Memo to universities: The public dislikes collegiate racial preferences
Two stories in the last few weeks lead me to return to the topic of race on college campuses. On Election Day, the people of California soundly voted (56.8%) against Proposition 16, a measure that would have repealed Proposition 209 passed by California voters in 1996. Prop 209, in turn, used language taken from landmark 1960s federal civil rights legislation, essentially banning any preferences or negative assessments of individuals in college admissions, employment, or contracting based on race, sex, ethnicity or national origin.
The California vote is remarkable in many regards, as recounted at a National Association of Scholars webinar recently by Gail Heriot, professor of law at the University of San Diego, also the co-chair of both the groups opposing Prop 16 as well as that promoting the original Prop 209. She is also a longtime member of the U.S. Civil Rights Commission.

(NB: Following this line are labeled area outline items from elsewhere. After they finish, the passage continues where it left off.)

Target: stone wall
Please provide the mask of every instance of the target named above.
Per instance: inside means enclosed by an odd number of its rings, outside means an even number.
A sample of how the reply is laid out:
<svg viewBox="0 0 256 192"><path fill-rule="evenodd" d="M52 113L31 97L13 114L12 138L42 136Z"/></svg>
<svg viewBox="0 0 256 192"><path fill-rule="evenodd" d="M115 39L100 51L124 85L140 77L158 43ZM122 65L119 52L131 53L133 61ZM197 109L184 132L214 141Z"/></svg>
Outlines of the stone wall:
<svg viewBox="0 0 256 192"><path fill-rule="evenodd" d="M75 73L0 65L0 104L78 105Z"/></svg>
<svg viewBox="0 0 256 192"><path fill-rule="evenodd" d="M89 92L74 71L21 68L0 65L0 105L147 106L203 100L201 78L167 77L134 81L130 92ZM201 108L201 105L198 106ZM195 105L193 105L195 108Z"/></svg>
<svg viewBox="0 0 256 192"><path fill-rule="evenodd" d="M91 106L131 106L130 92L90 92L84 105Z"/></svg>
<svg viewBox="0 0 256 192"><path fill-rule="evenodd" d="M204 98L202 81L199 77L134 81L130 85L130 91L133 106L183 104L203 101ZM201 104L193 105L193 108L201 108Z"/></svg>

The highly progressive California Assembly approved putting Prop 16 on the ballot by a lopsided 60 to 14 vote. The California Senate strongly assented, 30 to 10. Governor Gavin Newsom endorsed it. The Regents of the University of California urged passage, as did the huge California State University System, not to mention virtually all prominent newspapers. To assure victory, the proponents of the measure spent a stunning $22 million promoting Proposition 16, vastly more than the opponents, running scare ads claiming that opponents were white racial extremists.